バンクーバーに来て、買い物のしやすさに驚いた。クレジットカード1枚あれば、ほとんどどこでも買い物ができる。タッチ決済が主流で、わざわざカードを差し込んだり暗証番号を入力したりする必要がないのだ。電車に乗るのも同じくタッチ決済。小銭や交通系カードを持ち歩く煩わしさから解放されるのは、本当に快適だ。
日本では「〇〇ペイ」なるものが乱立していて、店ごとに違うアプリを使わなければいけないことも多い。それに比べて、ここでは小さな店でもほとんどがクレジットカード対応。現金を使うことなんて、ほとんどない。
スーパーでも、セルフレジが当たり前のように並んでいる。混雑時には特に便利だ。面白いのは、セルフレジが混んでいるときもあることだ。なぜかみんなセルフレジを好むようだ。

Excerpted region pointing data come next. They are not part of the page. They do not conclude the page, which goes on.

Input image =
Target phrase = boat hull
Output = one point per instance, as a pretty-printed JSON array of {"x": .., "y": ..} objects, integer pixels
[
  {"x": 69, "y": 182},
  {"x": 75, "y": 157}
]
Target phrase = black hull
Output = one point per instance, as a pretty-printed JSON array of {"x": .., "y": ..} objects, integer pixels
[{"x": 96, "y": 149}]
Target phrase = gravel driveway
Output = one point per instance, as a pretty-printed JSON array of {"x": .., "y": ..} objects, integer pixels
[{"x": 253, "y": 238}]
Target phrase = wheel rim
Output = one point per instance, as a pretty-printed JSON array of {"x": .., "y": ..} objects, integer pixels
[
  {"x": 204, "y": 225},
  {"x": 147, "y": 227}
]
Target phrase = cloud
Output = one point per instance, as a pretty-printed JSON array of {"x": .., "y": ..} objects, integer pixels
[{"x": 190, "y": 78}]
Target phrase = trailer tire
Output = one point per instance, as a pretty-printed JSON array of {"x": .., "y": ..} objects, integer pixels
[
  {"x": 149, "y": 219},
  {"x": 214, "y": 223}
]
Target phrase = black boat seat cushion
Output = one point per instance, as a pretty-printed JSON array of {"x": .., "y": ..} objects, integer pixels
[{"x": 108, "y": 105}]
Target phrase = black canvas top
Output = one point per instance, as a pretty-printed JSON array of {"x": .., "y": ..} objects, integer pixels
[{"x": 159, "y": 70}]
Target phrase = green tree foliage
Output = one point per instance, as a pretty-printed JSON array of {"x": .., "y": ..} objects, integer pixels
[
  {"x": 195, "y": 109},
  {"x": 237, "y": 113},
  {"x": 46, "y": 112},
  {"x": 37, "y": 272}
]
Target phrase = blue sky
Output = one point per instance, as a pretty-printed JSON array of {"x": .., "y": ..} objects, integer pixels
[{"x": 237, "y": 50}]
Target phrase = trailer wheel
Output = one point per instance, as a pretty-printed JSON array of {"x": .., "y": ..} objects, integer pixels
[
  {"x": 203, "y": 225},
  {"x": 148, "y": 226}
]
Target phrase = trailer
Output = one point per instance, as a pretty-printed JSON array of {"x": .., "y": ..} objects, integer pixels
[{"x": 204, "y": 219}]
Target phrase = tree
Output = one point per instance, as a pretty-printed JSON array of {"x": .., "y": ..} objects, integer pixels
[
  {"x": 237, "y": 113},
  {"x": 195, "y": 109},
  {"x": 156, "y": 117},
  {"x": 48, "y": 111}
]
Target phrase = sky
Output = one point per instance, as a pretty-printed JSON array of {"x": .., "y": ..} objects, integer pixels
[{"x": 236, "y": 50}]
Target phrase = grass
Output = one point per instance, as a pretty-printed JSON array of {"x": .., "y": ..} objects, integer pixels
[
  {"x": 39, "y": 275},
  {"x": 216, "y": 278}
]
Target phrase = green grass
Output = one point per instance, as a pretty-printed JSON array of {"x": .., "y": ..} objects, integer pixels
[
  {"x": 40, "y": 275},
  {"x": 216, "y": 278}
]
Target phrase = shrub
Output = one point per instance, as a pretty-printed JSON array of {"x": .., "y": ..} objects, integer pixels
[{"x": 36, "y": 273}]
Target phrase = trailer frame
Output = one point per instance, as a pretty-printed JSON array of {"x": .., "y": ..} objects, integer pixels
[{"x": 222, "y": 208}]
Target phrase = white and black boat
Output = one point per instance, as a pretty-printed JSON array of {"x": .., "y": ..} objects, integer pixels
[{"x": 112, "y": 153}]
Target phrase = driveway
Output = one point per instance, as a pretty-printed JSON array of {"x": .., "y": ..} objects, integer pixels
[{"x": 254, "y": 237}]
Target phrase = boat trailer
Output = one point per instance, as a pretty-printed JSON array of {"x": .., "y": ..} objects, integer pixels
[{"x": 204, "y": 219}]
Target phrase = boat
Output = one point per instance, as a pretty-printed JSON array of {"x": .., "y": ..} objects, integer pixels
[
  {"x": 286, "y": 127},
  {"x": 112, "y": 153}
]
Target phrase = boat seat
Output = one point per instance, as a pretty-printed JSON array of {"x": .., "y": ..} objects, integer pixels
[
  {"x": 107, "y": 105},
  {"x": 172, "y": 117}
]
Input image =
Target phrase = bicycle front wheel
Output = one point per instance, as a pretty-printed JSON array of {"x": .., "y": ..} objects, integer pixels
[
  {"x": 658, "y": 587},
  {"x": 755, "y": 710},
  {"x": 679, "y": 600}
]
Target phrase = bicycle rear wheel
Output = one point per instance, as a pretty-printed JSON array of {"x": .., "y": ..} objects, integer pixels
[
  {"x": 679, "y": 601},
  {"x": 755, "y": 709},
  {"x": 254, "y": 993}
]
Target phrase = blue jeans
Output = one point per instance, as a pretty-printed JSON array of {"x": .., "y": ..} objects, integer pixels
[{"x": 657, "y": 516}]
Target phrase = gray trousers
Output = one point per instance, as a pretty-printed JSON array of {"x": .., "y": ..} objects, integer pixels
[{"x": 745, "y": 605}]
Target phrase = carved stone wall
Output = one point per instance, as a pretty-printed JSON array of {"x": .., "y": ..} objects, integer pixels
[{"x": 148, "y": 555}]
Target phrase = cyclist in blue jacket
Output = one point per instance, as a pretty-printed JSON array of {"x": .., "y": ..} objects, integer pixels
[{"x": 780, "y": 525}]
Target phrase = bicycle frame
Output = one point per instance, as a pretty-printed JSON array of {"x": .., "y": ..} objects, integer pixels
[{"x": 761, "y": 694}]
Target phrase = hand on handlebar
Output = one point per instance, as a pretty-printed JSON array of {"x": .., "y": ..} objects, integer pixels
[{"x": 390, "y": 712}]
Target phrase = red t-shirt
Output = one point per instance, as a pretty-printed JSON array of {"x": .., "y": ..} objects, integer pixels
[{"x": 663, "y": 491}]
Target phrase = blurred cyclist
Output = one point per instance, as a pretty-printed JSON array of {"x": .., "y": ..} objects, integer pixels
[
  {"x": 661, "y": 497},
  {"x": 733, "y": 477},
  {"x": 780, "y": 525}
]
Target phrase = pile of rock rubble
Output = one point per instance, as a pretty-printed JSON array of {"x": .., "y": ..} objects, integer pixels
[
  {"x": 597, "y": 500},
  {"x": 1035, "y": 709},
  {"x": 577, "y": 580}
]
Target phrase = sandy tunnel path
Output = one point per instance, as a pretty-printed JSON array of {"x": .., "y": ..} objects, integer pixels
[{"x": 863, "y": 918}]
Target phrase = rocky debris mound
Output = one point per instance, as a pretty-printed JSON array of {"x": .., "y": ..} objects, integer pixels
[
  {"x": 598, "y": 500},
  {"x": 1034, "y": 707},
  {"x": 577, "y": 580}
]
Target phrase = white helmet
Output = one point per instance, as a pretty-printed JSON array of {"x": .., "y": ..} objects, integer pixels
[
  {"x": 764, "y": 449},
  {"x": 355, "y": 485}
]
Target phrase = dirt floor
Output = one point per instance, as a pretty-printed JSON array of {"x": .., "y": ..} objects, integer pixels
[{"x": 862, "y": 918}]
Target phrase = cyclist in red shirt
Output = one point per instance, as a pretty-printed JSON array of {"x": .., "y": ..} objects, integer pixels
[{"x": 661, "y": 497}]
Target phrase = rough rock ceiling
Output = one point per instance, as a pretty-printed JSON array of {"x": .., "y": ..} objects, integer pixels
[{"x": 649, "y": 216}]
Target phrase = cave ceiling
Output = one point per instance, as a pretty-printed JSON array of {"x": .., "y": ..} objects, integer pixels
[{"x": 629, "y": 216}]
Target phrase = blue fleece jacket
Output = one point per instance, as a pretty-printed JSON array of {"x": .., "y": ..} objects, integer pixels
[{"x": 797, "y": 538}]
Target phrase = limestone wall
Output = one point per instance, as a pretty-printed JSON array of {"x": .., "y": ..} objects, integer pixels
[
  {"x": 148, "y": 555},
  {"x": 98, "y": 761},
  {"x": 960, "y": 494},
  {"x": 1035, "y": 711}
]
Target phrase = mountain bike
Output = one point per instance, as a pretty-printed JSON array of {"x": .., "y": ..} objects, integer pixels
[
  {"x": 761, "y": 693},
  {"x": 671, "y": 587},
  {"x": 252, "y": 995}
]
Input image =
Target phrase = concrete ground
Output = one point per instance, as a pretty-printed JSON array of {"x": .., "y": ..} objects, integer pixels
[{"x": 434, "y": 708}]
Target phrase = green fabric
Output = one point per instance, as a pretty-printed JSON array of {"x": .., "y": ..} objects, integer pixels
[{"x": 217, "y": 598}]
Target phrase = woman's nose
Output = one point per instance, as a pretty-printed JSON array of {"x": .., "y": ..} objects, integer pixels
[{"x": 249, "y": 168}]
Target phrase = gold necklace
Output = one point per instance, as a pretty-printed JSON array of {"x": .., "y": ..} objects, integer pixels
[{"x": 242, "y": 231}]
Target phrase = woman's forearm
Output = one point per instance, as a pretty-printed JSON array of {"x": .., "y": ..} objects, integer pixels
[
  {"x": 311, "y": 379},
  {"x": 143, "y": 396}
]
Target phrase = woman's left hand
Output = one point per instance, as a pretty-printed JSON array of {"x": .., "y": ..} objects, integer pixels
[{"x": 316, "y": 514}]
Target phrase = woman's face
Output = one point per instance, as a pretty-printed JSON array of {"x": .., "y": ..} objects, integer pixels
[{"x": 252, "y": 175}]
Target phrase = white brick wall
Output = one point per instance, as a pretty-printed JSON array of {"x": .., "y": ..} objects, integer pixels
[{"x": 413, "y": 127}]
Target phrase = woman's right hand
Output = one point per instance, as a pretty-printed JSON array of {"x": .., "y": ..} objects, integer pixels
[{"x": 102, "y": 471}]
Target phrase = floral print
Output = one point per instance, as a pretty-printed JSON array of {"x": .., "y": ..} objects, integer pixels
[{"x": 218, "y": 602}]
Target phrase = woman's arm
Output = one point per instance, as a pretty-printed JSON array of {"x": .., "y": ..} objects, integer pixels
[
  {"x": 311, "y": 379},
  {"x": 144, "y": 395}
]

銀行での送金も、これまた簡単。E-transferという機能で、相手のメールアドレスさえあればお金を送れる。いちいち口座番号を調べたり、振込手続きをしたりする必要がない。支払いに関するこのわかりやすさは、カナダの生活の大きな魅力だと思う。
とはいえ、煩わしさがないわけではない。その代表格が駐車場の料金支払いだ。バンクーバーの駐車場では場所ごとに異なるアプリを使わなければならず、その数がやたらと多い。そして、どのアプリも手数料を取られるのだ。
日本のように、駐車した時間分を後から精算する仕組みではないのも不便だ。こちらでは、先に使う予定の時間を予測して料金を支払う。例えば病院の駐車場では、診察にどれだけ時間がかかるか分からないので非常に困る。アプリを使えば時間を延長することは簡単だが、それでも「先払い」というシステムには納得がいかない。時間を余らせてしまうと、なんだか損をした気分になる。
バンクーバーの中心地では駐車料金も高い。「けちけちせずに払えばいい」と思うかもしれないが、3時間分払ったのに実際には1時間しか使わなかったときのモヤモヤは消えない。こればかりは慣れるしかないのかもしれない。
さらに驚いたのは、お釣りの扱いだ。バンクーバーでは、5セント以下のお釣りは切り捨てられるらしい。日本のように小銭をぴったり出してお釣りを減らす、という文化はない。それどころか、そんな細かい計算をする気にもならないのだろう。私も現金をほとんど使わないから気にしたことはなかったが、これには少し驚いた。
それでも、日々の買い物が快適であることには間違いない。クレジットカードとタッチ決済の組み合わせで、煩わしさから解放されている。小さな不便はあれど、バンクーバーでの買い物は総じて気持ちが良い。日々の生活が少しでも楽になる仕組みがあるのは、本当にありがたいと思う。